Sri Lanka's cumulative trade deficit expanded over US$ 3.6 billion during the first eight months of 2010 due to increased expenditure on imports surpassing the earnings from exports, figures released Thursday by the Economic Research Department of Sri Lanka's Central Bank showed.
Cumulative earnings from exports during the first eight months of 2010 increased by 10.8 percent to US$ 5.04 billion compared to the corresponding period of 2009.
The expenditure on imports during the same period rose by 36.9 percent to US$ 8.67 billion creating a trade deficit of US$ 3.63 billion, the data showed.
During the month of August earnings from agriculture sector increased by 20.6 percent, mostly due to rise in exports of tea by 17.8 percent.

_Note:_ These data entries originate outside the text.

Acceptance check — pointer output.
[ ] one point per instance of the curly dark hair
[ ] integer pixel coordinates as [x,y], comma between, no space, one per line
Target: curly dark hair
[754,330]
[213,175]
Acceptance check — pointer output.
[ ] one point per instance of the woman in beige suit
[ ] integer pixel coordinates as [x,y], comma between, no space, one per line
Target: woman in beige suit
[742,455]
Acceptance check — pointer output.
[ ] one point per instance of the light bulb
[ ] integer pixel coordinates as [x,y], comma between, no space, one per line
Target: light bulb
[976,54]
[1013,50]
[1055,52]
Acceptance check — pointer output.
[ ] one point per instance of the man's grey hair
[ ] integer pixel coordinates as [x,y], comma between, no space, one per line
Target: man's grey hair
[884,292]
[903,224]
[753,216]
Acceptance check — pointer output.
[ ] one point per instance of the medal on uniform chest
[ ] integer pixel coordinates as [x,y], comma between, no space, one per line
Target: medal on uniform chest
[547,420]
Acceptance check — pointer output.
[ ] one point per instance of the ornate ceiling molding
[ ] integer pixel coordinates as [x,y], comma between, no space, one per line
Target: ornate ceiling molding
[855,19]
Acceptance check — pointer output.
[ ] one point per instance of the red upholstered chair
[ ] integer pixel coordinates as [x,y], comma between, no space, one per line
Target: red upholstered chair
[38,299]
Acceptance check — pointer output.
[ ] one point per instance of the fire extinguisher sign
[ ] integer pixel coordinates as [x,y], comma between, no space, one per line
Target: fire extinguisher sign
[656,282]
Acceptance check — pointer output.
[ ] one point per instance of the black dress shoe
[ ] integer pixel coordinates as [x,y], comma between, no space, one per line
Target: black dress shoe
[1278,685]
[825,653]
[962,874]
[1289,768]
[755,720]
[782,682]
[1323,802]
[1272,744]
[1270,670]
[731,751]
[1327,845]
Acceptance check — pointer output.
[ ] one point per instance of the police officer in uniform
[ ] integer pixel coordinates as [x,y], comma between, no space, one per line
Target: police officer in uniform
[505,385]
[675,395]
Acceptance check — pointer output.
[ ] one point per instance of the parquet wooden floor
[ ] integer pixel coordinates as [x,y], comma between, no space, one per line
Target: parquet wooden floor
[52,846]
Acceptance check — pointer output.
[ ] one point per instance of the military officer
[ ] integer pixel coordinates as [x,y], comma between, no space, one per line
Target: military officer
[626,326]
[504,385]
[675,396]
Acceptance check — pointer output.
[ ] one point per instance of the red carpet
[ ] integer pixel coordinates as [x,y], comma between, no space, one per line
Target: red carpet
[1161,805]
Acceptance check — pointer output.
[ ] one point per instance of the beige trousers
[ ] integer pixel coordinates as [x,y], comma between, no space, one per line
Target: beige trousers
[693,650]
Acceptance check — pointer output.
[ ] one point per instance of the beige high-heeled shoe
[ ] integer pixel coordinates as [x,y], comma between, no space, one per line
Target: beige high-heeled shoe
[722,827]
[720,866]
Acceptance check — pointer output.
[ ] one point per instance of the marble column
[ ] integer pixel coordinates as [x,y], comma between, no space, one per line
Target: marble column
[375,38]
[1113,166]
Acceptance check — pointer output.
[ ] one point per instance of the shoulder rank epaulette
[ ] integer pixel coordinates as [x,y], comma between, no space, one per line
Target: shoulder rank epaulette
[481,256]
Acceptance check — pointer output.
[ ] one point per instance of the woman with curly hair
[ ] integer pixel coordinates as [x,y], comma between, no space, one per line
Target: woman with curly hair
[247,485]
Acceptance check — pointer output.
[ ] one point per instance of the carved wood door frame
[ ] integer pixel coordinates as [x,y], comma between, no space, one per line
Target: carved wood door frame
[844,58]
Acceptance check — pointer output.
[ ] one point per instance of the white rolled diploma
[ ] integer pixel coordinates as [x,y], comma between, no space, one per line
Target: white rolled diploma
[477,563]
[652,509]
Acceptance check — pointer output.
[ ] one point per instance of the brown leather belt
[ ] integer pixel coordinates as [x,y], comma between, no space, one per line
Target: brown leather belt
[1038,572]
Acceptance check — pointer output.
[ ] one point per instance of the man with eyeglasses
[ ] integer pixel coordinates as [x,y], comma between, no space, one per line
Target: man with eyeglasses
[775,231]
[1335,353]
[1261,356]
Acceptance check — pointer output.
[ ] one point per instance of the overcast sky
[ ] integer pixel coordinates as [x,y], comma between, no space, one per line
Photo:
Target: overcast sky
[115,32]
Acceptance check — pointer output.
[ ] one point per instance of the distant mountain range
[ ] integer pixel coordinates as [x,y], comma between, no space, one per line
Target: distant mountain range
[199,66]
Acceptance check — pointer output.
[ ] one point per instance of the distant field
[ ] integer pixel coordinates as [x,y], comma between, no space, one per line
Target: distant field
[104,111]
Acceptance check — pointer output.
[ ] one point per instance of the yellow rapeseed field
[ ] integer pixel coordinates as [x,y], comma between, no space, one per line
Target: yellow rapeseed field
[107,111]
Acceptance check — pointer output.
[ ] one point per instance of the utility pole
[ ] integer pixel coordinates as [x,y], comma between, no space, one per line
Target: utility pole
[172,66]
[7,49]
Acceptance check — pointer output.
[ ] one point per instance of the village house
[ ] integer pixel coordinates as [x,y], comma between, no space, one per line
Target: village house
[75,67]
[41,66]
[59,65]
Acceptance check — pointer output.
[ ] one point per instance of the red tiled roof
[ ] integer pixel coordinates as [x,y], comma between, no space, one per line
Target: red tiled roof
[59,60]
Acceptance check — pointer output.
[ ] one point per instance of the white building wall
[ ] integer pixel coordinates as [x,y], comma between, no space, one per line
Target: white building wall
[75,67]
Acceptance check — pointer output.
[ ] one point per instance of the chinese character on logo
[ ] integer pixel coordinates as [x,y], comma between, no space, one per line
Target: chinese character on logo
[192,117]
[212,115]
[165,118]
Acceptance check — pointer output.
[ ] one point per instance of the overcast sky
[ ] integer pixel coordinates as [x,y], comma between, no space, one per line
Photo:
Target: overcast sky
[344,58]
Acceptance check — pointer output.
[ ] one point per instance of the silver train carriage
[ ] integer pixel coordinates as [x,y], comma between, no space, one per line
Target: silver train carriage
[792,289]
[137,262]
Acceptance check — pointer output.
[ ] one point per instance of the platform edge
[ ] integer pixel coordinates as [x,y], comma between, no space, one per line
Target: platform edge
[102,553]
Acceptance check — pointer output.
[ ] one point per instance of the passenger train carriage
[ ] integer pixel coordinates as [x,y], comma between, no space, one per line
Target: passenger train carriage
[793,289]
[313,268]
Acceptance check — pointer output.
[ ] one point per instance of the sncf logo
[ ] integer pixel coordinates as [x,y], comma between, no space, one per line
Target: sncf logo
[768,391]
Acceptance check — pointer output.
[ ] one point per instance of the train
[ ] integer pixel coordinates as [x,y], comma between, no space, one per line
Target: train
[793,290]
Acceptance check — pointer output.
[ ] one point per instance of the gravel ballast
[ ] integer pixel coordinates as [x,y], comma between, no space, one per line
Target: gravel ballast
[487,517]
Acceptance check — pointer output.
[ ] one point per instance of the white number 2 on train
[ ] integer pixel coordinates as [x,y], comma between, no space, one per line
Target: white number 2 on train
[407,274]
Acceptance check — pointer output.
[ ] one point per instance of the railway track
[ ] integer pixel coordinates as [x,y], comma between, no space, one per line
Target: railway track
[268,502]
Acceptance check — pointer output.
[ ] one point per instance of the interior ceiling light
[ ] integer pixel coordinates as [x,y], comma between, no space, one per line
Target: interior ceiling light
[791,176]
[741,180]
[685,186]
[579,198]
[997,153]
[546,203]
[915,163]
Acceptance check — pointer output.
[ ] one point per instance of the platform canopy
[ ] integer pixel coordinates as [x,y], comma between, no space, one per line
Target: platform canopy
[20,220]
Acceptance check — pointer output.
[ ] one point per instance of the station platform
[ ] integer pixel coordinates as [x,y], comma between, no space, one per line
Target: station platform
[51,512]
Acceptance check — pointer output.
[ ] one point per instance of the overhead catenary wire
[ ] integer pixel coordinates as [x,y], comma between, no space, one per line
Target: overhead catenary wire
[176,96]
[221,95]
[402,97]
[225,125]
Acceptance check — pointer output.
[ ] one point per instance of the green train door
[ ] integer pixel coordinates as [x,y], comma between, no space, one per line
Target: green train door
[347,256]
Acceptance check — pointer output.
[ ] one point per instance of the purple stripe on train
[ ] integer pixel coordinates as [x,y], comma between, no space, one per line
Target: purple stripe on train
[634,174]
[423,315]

Industrial sector showed a growth of 7.9 percent but the earnings from textiles and garments declined by 4.0 percent.
Nearly 40 percent of the cumulative expenditure was for import of petroleum while the imports of consumer goods also significantly contributed to the deficit.
During the first eight months of the year workers remittance has increased by 12.9 percent over that of the corresponding period of 2009, to US$ 2.48 billion.
Including the proceeds of the Sovereign Bond issued in September 2010, the gross official reserves increased to US$ 6.8 billion by 25 October 2010 sufficient for 6.4 months of imports, the Bank reported.